After the railway fund now the roads fund
On 9 February 2014, the Swiss people approved the proposal to fund and expand the railway infrastructure (FERI) with 62 % voting in favour. This means the operation, maintenance and expansion of the railways can be funded uniformly from a new railway infrastructure fund. It is now the turn of the roads on 12 February. A fund solution is also being sought for motorised transport. The Motorways and Agglomerations Fund is intended to secure the long-term funding of the motorways and the federal contributions to transport projects in urban agglomerations.
Swiss roads are often congested and reports of traffic jams are heard ever more frequently on the radio. Some 85 to 90 % of all tailbacks occur on motorways in urban regions. Private motor vehicles have increased over five-fold in Switzerland since 1960, the infrastructure is being pushed to the limit and operating and maintenance costs are soaring.
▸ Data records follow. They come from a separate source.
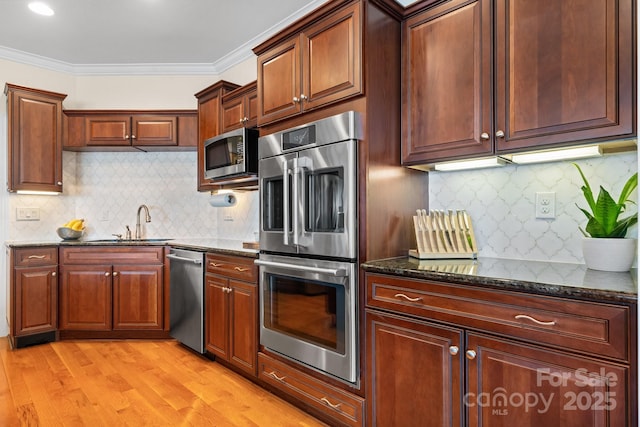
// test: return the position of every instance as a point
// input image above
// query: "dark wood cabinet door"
(36, 300)
(243, 311)
(414, 372)
(332, 58)
(512, 384)
(137, 297)
(564, 71)
(34, 120)
(85, 297)
(111, 130)
(279, 83)
(447, 82)
(154, 130)
(217, 316)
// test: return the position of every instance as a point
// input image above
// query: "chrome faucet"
(147, 219)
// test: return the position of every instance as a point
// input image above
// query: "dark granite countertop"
(545, 278)
(223, 246)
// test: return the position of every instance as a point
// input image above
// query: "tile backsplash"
(501, 204)
(107, 188)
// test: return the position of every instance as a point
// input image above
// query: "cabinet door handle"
(273, 375)
(408, 298)
(325, 400)
(539, 322)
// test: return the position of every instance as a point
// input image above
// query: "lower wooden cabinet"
(443, 354)
(111, 289)
(337, 406)
(231, 311)
(32, 303)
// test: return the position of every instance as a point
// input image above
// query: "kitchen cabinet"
(209, 123)
(32, 303)
(34, 123)
(555, 74)
(231, 311)
(319, 65)
(240, 108)
(130, 130)
(112, 289)
(463, 355)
As with the railway infrastructure fund, all existing and new revenues would be fed directly into the Motorways and Agglomerations Fund in future on a ring-fenced basis. In contrast to the current infrastructure fund, the Motorways and Agglomerations Fund would be permanent and therefore enshrined in the Federal Constitution. Thus the Swiss people will also have to vote on it.
The current funding is only sufficient for the increasingly costly maintenance but not for the completion of the motorway network or the elimination of bottlenecks. A funding shortfall of over one billion Swiss francs a year is predicted. The new fund would finance operation, maintenance and the completion of the motorway network as well as transport projects in urban agglomerations. The mineral oil surtax would be raised from 30 to 34 cents. The Motorways and Agglomerations Fund would enable the investment required to be better planned and financially secured.
The path to naturalisation is to be made easier for young, third-generation immigrants. While the issue addressed by a parliamentary initiative put forward by the Vaud SP National Councillor Ada Marra was adopted by Parliament, the National Council and Council of States decided on rigorous requirements. There should be no automatic naturalisation in future either. The grandchildren of immigrants should only be granted citizenship after applying. An application would have to be made before the age of 25 and by 35 during a transitional period. Parliament fears that foreigners could avoid compulsory military service through later naturalisation.
At least one grandparent must have been born in Switzerland or have the right of residence, and one parent must have been born in Switzerland, have lived there for 10 years and attended school there for five years. The applicants themselves must in turn have been born in Switzerland and have completed at least five years of mandatory schooling there. The proposal must now be definitively adopted by the Swiss people and cantons because as well as the Swiss Citizenship Act the Federal Constitution will have to be amended.